Populate a hash from a list elegantly

U

usenet

Kindly consider this sample code, if you will, which illustrates my
question. This code works just fine and does exactly what I want,
but... I dunno... I just don't like the approach I've taken. At first,
I thought to approach this with a split() (using a limit of 1) instead
of a regexp, but I couldn't figure out how to make that work in
anything other than a convoluted manner. I'm interested in maybe
learning different techniques from others who may approach the task
differently.

#!/usr/bin/perl
use strict; use warnings;

my %user; # keys are userid's, values are names
while (my $line = <DATA>) {
$line =~ m{^(\w+) +(.*)$} and $user{$1} = $2;
}
print map { "'$_'\t=>\t'$user{$_}'\n" } sort keys %user;

__DATA__
fredf Fred Flintstone
Barn Barney Rubble
bogus
WF Wilma Flintstone
betty Betty Rubble
 
R

robic0

Kindly consider this sample code, if you will, which illustrates my
question.

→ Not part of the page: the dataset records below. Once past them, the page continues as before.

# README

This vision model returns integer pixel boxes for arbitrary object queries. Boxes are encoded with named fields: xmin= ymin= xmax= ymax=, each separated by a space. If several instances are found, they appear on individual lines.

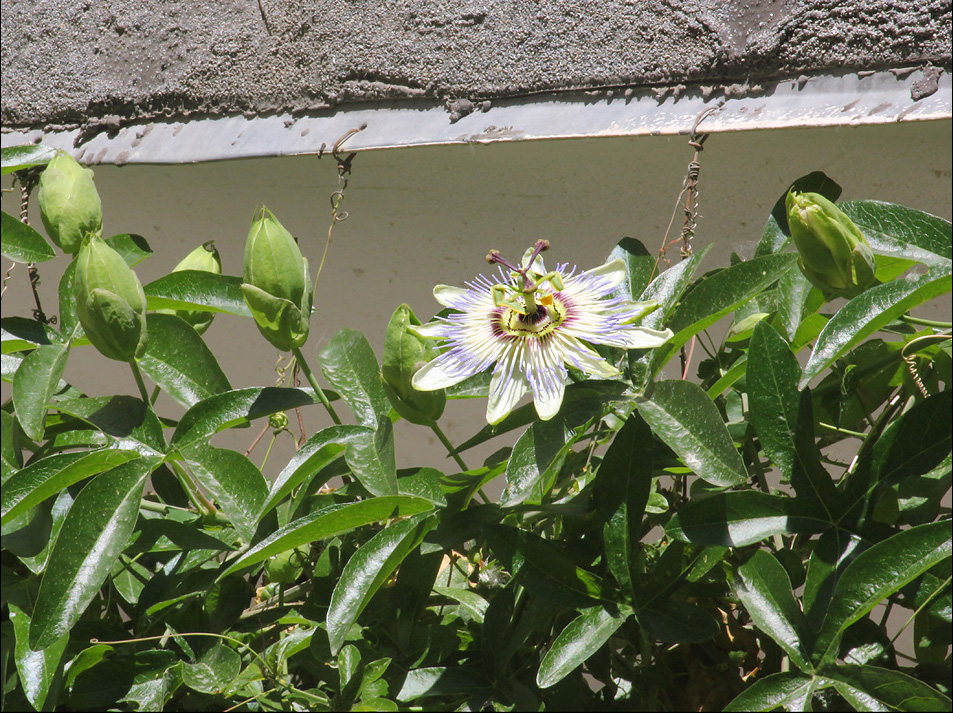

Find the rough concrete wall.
xmin=2 ymin=0 xmax=951 ymax=133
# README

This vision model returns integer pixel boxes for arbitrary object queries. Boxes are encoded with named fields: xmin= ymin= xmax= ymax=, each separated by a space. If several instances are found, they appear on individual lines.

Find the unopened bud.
xmin=73 ymin=235 xmax=146 ymax=361
xmin=37 ymin=151 xmax=103 ymax=253
xmin=242 ymin=207 xmax=312 ymax=351
xmin=785 ymin=191 xmax=877 ymax=298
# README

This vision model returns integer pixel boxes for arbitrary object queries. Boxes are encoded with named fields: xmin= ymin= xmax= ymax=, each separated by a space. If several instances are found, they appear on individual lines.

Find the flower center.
xmin=500 ymin=294 xmax=566 ymax=339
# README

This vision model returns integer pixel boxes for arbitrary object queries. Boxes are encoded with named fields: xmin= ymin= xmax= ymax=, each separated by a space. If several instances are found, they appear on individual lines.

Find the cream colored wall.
xmin=3 ymin=121 xmax=951 ymax=470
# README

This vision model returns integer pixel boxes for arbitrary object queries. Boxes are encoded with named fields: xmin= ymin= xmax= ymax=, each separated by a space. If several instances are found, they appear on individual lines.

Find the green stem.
xmin=129 ymin=359 xmax=152 ymax=405
xmin=291 ymin=347 xmax=341 ymax=426
xmin=900 ymin=314 xmax=953 ymax=329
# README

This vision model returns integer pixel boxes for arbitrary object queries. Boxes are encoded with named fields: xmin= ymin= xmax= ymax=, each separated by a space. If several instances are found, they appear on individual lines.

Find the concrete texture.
xmin=0 ymin=0 xmax=951 ymax=138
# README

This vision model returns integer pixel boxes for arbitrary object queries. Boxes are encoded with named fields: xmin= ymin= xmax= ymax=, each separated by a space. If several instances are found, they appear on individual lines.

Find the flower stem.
xmin=291 ymin=347 xmax=341 ymax=426
xmin=900 ymin=314 xmax=953 ymax=329
xmin=129 ymin=359 xmax=152 ymax=406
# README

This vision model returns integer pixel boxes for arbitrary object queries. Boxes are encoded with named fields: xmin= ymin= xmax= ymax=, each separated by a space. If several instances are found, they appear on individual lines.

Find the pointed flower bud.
xmin=156 ymin=240 xmax=222 ymax=334
xmin=785 ymin=191 xmax=877 ymax=299
xmin=37 ymin=151 xmax=103 ymax=253
xmin=73 ymin=235 xmax=146 ymax=361
xmin=381 ymin=304 xmax=447 ymax=426
xmin=242 ymin=207 xmax=312 ymax=351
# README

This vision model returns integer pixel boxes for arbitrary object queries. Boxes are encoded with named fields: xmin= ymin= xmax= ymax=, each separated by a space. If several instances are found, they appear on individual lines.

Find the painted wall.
xmin=3 ymin=121 xmax=953 ymax=468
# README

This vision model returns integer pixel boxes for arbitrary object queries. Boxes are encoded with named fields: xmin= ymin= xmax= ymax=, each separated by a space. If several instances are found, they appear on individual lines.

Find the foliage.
xmin=0 ymin=147 xmax=953 ymax=711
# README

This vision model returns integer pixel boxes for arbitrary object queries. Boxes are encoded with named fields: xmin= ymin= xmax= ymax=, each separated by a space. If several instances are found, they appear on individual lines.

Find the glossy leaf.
xmin=815 ymin=522 xmax=953 ymax=661
xmin=55 ymin=396 xmax=166 ymax=456
xmin=606 ymin=238 xmax=657 ymax=300
xmin=2 ymin=449 xmax=139 ymax=524
xmin=536 ymin=607 xmax=627 ymax=688
xmin=824 ymin=665 xmax=951 ymax=711
xmin=653 ymin=253 xmax=797 ymax=366
xmin=838 ymin=200 xmax=953 ymax=260
xmin=735 ymin=550 xmax=813 ymax=673
xmin=13 ymin=344 xmax=70 ymax=441
xmin=320 ymin=329 xmax=390 ymax=429
xmin=30 ymin=458 xmax=158 ymax=650
xmin=171 ymin=386 xmax=315 ymax=448
xmin=221 ymin=495 xmax=433 ymax=577
xmin=484 ymin=525 xmax=602 ymax=607
xmin=665 ymin=490 xmax=830 ymax=547
xmin=143 ymin=270 xmax=251 ymax=317
xmin=327 ymin=518 xmax=432 ymax=653
xmin=344 ymin=418 xmax=397 ymax=495
xmin=747 ymin=322 xmax=801 ymax=478
xmin=0 ymin=144 xmax=56 ymax=176
xmin=500 ymin=416 xmax=573 ymax=507
xmin=136 ymin=313 xmax=232 ymax=408
xmin=181 ymin=443 xmax=268 ymax=542
xmin=639 ymin=380 xmax=748 ymax=486
xmin=7 ymin=597 xmax=69 ymax=711
xmin=260 ymin=426 xmax=358 ymax=515
xmin=724 ymin=673 xmax=818 ymax=713
xmin=800 ymin=265 xmax=951 ymax=388
xmin=0 ymin=211 xmax=56 ymax=263
xmin=593 ymin=412 xmax=653 ymax=596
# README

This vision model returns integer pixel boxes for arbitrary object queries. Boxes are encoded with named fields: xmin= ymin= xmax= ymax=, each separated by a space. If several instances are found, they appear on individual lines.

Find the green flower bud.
xmin=73 ymin=235 xmax=146 ymax=361
xmin=156 ymin=240 xmax=222 ymax=334
xmin=381 ymin=304 xmax=447 ymax=425
xmin=785 ymin=191 xmax=877 ymax=298
xmin=242 ymin=207 xmax=312 ymax=351
xmin=37 ymin=151 xmax=103 ymax=253
xmin=265 ymin=550 xmax=308 ymax=584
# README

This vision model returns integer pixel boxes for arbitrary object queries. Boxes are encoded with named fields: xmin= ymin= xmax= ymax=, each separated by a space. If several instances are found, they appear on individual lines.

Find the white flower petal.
xmin=533 ymin=381 xmax=566 ymax=421
xmin=486 ymin=364 xmax=529 ymax=426
xmin=433 ymin=285 xmax=470 ymax=309
xmin=619 ymin=327 xmax=672 ymax=349
xmin=410 ymin=357 xmax=473 ymax=391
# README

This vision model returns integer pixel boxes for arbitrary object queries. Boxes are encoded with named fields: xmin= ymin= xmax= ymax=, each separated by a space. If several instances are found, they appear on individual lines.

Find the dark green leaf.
xmin=650 ymin=253 xmax=797 ymax=371
xmin=0 ymin=144 xmax=56 ymax=176
xmin=0 ymin=211 xmax=56 ymax=262
xmin=13 ymin=344 xmax=69 ymax=441
xmin=724 ymin=673 xmax=817 ymax=712
xmin=593 ymin=412 xmax=653 ymax=596
xmin=319 ymin=329 xmax=390 ymax=429
xmin=815 ymin=522 xmax=953 ymax=661
xmin=824 ymin=665 xmax=953 ymax=711
xmin=638 ymin=599 xmax=720 ymax=644
xmin=501 ymin=417 xmax=573 ymax=507
xmin=665 ymin=490 xmax=830 ymax=547
xmin=171 ymin=386 xmax=315 ymax=448
xmin=2 ymin=449 xmax=139 ymax=524
xmin=735 ymin=550 xmax=813 ymax=673
xmin=327 ymin=518 xmax=433 ymax=653
xmin=7 ymin=596 xmax=69 ymax=711
xmin=344 ymin=418 xmax=397 ymax=495
xmin=182 ymin=643 xmax=242 ymax=695
xmin=221 ymin=495 xmax=433 ymax=577
xmin=639 ymin=380 xmax=748 ymax=486
xmin=747 ymin=322 xmax=801 ymax=478
xmin=536 ymin=607 xmax=629 ymax=688
xmin=606 ymin=238 xmax=657 ymax=300
xmin=143 ymin=270 xmax=251 ymax=317
xmin=181 ymin=443 xmax=268 ymax=542
xmin=800 ymin=265 xmax=951 ymax=388
xmin=484 ymin=525 xmax=602 ymax=608
xmin=838 ymin=200 xmax=953 ymax=260
xmin=136 ymin=313 xmax=232 ymax=408
xmin=30 ymin=458 xmax=158 ymax=650
xmin=54 ymin=396 xmax=166 ymax=456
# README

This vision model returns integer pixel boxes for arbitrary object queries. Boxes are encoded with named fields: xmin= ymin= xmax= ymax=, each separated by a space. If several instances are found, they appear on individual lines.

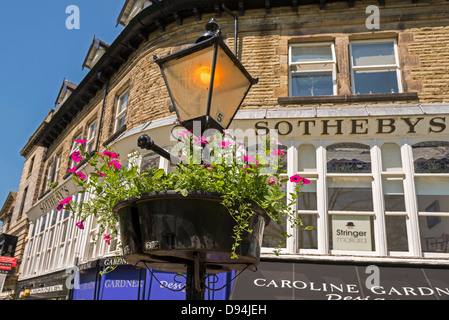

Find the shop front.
xmin=230 ymin=261 xmax=449 ymax=300
xmin=72 ymin=257 xmax=234 ymax=300
xmin=15 ymin=271 xmax=69 ymax=300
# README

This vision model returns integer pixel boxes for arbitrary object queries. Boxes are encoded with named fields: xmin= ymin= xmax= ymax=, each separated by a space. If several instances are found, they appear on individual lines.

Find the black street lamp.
xmin=154 ymin=19 xmax=257 ymax=134
xmin=137 ymin=19 xmax=258 ymax=300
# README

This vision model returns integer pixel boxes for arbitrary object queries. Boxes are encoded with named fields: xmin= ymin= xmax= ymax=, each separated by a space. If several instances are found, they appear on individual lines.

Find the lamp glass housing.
xmin=155 ymin=35 xmax=257 ymax=131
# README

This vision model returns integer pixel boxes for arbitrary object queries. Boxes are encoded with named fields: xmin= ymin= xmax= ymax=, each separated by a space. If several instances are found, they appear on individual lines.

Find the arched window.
xmin=412 ymin=141 xmax=449 ymax=173
xmin=326 ymin=142 xmax=371 ymax=173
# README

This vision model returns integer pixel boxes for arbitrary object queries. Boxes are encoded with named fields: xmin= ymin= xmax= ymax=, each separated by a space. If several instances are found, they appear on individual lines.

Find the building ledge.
xmin=260 ymin=253 xmax=449 ymax=268
xmin=278 ymin=92 xmax=418 ymax=105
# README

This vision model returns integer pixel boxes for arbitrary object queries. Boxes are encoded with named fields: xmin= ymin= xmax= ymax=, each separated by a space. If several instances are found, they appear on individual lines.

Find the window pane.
xmin=292 ymin=72 xmax=334 ymax=97
xmin=40 ymin=213 xmax=48 ymax=232
xmin=351 ymin=42 xmax=396 ymax=66
xmin=385 ymin=216 xmax=408 ymax=251
xmin=298 ymin=144 xmax=316 ymax=171
xmin=415 ymin=177 xmax=449 ymax=212
xmin=382 ymin=178 xmax=405 ymax=212
xmin=329 ymin=215 xmax=374 ymax=251
xmin=298 ymin=214 xmax=318 ymax=249
xmin=291 ymin=45 xmax=333 ymax=62
xmin=419 ymin=216 xmax=449 ymax=252
xmin=117 ymin=93 xmax=128 ymax=114
xmin=412 ymin=141 xmax=449 ymax=173
xmin=326 ymin=142 xmax=371 ymax=173
xmin=298 ymin=181 xmax=317 ymax=210
xmin=140 ymin=151 xmax=161 ymax=172
xmin=328 ymin=177 xmax=373 ymax=211
xmin=381 ymin=143 xmax=402 ymax=171
xmin=354 ymin=70 xmax=399 ymax=94
xmin=262 ymin=214 xmax=287 ymax=248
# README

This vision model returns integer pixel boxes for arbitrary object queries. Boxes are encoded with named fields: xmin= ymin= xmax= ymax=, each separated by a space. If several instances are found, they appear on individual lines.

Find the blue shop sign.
xmin=73 ymin=265 xmax=234 ymax=300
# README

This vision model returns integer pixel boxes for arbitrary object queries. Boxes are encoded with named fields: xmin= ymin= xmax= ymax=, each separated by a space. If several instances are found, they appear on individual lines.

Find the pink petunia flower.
xmin=290 ymin=174 xmax=302 ymax=183
xmin=67 ymin=166 xmax=77 ymax=173
xmin=72 ymin=151 xmax=83 ymax=162
xmin=108 ymin=160 xmax=122 ymax=169
xmin=178 ymin=130 xmax=192 ymax=137
xmin=243 ymin=156 xmax=256 ymax=163
xmin=103 ymin=233 xmax=111 ymax=244
xmin=75 ymin=171 xmax=86 ymax=180
xmin=56 ymin=197 xmax=72 ymax=211
xmin=270 ymin=149 xmax=285 ymax=156
xmin=97 ymin=171 xmax=106 ymax=177
xmin=195 ymin=136 xmax=207 ymax=144
xmin=103 ymin=151 xmax=118 ymax=159
xmin=60 ymin=197 xmax=73 ymax=204
xmin=76 ymin=220 xmax=84 ymax=230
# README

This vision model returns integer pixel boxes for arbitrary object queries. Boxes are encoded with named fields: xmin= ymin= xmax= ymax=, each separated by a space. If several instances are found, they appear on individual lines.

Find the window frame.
xmin=288 ymin=41 xmax=338 ymax=97
xmin=86 ymin=119 xmax=98 ymax=152
xmin=69 ymin=132 xmax=82 ymax=169
xmin=349 ymin=38 xmax=404 ymax=95
xmin=114 ymin=88 xmax=130 ymax=133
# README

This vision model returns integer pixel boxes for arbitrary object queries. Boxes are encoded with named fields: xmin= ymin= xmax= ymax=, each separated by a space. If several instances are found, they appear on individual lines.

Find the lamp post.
xmin=137 ymin=19 xmax=258 ymax=300
xmin=139 ymin=18 xmax=258 ymax=157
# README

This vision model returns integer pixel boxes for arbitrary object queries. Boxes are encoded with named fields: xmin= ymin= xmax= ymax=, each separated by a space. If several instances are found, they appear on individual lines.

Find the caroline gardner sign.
xmin=230 ymin=262 xmax=449 ymax=300
xmin=254 ymin=116 xmax=448 ymax=136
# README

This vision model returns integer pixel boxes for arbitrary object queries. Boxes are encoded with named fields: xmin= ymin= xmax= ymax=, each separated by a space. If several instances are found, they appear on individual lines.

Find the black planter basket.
xmin=114 ymin=191 xmax=271 ymax=273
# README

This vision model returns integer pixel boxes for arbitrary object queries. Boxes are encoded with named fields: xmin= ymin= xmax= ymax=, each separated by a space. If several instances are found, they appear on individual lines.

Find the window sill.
xmin=278 ymin=92 xmax=418 ymax=105
xmin=103 ymin=124 xmax=126 ymax=147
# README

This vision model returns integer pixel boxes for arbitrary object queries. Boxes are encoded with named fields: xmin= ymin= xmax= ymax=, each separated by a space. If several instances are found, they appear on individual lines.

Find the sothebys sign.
xmin=230 ymin=262 xmax=449 ymax=300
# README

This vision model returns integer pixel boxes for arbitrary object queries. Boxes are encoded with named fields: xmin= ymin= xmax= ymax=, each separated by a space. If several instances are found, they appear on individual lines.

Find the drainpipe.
xmin=94 ymin=72 xmax=109 ymax=151
xmin=221 ymin=3 xmax=239 ymax=58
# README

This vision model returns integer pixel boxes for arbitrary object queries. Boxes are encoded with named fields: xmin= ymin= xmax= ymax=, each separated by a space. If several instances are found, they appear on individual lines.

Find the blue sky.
xmin=0 ymin=0 xmax=125 ymax=225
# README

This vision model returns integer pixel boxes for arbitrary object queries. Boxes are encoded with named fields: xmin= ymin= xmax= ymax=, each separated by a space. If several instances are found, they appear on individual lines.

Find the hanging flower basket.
xmin=114 ymin=191 xmax=271 ymax=272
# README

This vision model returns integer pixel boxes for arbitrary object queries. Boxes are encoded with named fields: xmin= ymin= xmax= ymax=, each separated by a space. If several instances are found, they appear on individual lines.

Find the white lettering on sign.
xmin=254 ymin=116 xmax=448 ymax=137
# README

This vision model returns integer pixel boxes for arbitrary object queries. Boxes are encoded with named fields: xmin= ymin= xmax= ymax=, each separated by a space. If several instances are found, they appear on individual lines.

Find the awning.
xmin=230 ymin=262 xmax=449 ymax=300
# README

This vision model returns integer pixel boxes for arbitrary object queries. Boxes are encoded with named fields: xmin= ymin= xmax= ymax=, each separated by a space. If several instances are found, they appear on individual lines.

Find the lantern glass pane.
xmin=209 ymin=46 xmax=251 ymax=128
xmin=162 ymin=46 xmax=214 ymax=121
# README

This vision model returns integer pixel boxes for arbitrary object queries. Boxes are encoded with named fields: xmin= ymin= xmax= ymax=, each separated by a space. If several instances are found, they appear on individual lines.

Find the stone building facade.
xmin=3 ymin=0 xmax=449 ymax=298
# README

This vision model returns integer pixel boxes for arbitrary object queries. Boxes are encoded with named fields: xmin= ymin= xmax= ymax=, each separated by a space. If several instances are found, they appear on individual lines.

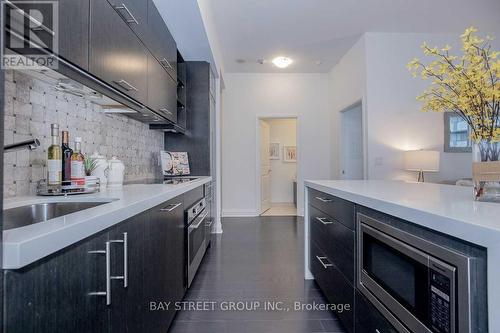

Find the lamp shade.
xmin=405 ymin=150 xmax=439 ymax=172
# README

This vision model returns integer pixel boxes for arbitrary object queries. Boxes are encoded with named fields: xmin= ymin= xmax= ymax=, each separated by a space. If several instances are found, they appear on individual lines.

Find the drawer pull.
xmin=114 ymin=80 xmax=139 ymax=91
xmin=316 ymin=197 xmax=333 ymax=202
xmin=160 ymin=202 xmax=182 ymax=212
xmin=316 ymin=256 xmax=333 ymax=268
xmin=115 ymin=3 xmax=139 ymax=25
xmin=160 ymin=58 xmax=174 ymax=70
xmin=158 ymin=108 xmax=173 ymax=115
xmin=316 ymin=217 xmax=333 ymax=225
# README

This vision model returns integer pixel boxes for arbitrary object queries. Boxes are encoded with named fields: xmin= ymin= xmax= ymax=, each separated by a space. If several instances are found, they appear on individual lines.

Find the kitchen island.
xmin=305 ymin=180 xmax=500 ymax=332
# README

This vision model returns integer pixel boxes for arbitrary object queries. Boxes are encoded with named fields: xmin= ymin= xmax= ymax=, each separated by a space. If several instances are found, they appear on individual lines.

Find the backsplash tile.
xmin=4 ymin=71 xmax=164 ymax=197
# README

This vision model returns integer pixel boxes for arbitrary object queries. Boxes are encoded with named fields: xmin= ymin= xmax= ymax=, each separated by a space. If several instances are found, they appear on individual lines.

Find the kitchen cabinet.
xmin=4 ymin=186 xmax=203 ymax=333
xmin=4 ymin=233 xmax=109 ymax=333
xmin=6 ymin=0 xmax=90 ymax=70
xmin=144 ymin=0 xmax=177 ymax=81
xmin=356 ymin=291 xmax=398 ymax=333
xmin=108 ymin=212 xmax=149 ymax=332
xmin=144 ymin=197 xmax=186 ymax=332
xmin=309 ymin=239 xmax=354 ymax=333
xmin=89 ymin=0 xmax=148 ymax=104
xmin=147 ymin=54 xmax=177 ymax=123
xmin=107 ymin=0 xmax=148 ymax=39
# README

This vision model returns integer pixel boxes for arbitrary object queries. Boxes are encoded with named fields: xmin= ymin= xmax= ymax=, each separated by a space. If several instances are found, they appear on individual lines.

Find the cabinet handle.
xmin=316 ymin=217 xmax=333 ymax=225
xmin=189 ymin=212 xmax=208 ymax=229
xmin=115 ymin=3 xmax=139 ymax=25
xmin=113 ymin=80 xmax=139 ymax=91
xmin=88 ymin=242 xmax=111 ymax=305
xmin=158 ymin=108 xmax=173 ymax=115
xmin=160 ymin=202 xmax=182 ymax=212
xmin=316 ymin=256 xmax=333 ymax=268
xmin=5 ymin=0 xmax=56 ymax=36
xmin=108 ymin=232 xmax=128 ymax=288
xmin=160 ymin=58 xmax=174 ymax=69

This code works just fine and does exactly what I want,
but... I dunno... I just don't like the approach I've taken. At first,
I thought to approach this with a split() (using a limit of 1) instead
of a regexp, but I couldn't figure out how to make that work in
anything other than a convoluted manner. I'm interested in maybe
learning different techniques from others who may approach the task
differently.

#!/usr/bin/perl
use strict; use warnings;

my %user; # keys are userid's, values are names
while (my $line = <DATA>) {
$line =~ m{^(\w+) +(.*)$} and $user{$1} = $2;
}
print map { "'$_'\t=>\t'$user{$_}'\n" } sort keys %user;

__DATA__
fredf Fred Flintstone
Barn Barney Rubble
bogus
WF Wilma Flintstone
betty Betty Rubble

Nothing wrong with what you have, but give yourself some diagnostic leeway...

my ($line);
while ($line = <DATA>) {
if ($line =~ /^\s+(\w+)\s+(.*?)\s+$/) {
$user{$1} = $2;
} else {
print "no match for: <$line>\n";
}
}
 
R

robic0

Nothing wrong with what you have, but give yourself some diagnostic leeway...

my ($line);
while ($line = <DATA>) {
if ($line =~ /^\s+(\w+)\s+(.*?)\s+$/) {
$user{$1} = $2;
} else {
print "no match for: <$line>\n";
}
}
excuse me, use this:

if ($line =~ /^\s*(\w+)\s*(.*?)\s*$/) {
 
R

robic0

Too much good wine, use this:

if ($line =~ /^\s*(\w+)\s+(.*?)\s*$/) {

As a general rule in your circumstance, use "split" when a nearly
"homogenous" pattern is assured. Homogenous in the sence that only the
delimiter can be described as a pattern. The source has to be known
to a %99.999 assurance, something output from like an excell csv file.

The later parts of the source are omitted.